By Bryan O'Keefe
About a year ago, our friend Rick Hess at the American Enterprise Institute conducted a conference on student loans and tuition. It was a very interesting and informative event and Rick brought together a lot of important experts on the topic. What I remember standing out however was the second panel that day. The panel featured a writer from Governing Magazine – Alan Greenblatt – and, if I remember correctly, Mr. Greenblatt was a bit cynical about student financial aid offices and their relationships with student lenders. He was indirectly – or perhaps even directly – questioning their integrity and some of the other panelists jumped all over him, defended these offices and lenders, said everything was on the up and up, etc.
Well, a year later, we now know as a result of the Cuomo investigations that Mr. Greenblatt was right about his assessment and the others were largely wrong (kudos to him). But what I also remembered about that panel was the question and answer period and representatives from a student lender called MyRichUncle. (we will shorten their name and just refer to them as MRU for the rest of this blog). The MRU folks were questioning the relationships between financial aid officers and student lenders. It seemed to me at the time that MRU was upset at being shut out of the student loan industrial complex, which I thought wasn’t right, as long as they offered legal lending products. The marketplace should be open to all, not just the few who bribe.
MRU was in the news again yesterday, with a lengthy and largely positive piece in the Wall Street Journal. In fact, MRU has done what precious few private lenders have been able to do up until this point – generate positive media coverage for a student lender!
The MRU saga as the Journal retells it sounds like some Horatio Alger tale. Two Indian entrepreneurs under the age of 30 started the company. They have tried offering innovative products to grow their business. They were also the new kids on the block and most of the higher education establishment wouldn’t give them the time of day. So, MRU started running newspaper ads calling into question the relationships between lenders and financial aid offices. The financial aid offices initially tried to blackball them even more. But the ads caught the eye of law enforcement, investigations ensued, corruption was uncovered, and, now MRU is perfectly positioned to be the “ethical” player in what is otherwise a very dicey game. Congratulations to them.

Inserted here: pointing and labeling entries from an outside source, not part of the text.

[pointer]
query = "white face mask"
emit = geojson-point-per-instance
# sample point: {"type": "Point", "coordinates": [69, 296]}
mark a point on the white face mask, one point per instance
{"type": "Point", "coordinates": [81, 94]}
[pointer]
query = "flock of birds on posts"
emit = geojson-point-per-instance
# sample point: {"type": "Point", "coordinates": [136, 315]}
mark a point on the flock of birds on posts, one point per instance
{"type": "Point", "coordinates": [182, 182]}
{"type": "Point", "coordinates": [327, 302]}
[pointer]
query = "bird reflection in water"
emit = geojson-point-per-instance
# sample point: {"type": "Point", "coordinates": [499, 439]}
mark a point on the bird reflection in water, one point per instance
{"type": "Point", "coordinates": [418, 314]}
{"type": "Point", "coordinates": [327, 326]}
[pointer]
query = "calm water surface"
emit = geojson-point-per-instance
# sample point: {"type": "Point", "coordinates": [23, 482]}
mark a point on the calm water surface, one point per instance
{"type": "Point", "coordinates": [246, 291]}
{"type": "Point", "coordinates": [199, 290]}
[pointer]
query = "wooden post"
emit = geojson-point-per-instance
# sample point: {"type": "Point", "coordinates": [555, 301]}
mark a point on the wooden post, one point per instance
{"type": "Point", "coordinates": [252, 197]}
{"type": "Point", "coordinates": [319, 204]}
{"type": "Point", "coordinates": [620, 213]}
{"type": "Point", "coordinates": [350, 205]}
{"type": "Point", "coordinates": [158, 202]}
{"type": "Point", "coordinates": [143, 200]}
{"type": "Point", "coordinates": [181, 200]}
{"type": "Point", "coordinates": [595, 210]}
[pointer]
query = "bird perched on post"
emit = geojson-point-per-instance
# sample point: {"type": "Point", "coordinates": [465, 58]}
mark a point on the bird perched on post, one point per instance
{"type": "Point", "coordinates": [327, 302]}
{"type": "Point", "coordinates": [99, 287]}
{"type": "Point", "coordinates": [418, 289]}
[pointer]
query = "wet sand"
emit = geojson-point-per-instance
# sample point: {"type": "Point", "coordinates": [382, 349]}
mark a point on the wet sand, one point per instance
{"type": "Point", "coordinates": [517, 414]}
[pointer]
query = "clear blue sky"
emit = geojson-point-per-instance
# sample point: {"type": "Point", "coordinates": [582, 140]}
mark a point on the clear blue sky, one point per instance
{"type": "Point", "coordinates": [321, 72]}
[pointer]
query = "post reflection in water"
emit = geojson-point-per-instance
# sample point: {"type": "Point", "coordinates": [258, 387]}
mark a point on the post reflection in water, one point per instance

This whole story also illustrates another principle that we talked about in yesterday’s blog. The student loan scandal has been terrible, no doubt. But we now have private sector entrepreneurs stepping into the fray and trying to offer untainted products. They realize the business potential and are using capitalism to fulfill a need, which is a good thing. Remembering back to our posts about EduCap, we hope that the same thing happens in the private student loan industry if EduCap’s woes overcome that lender.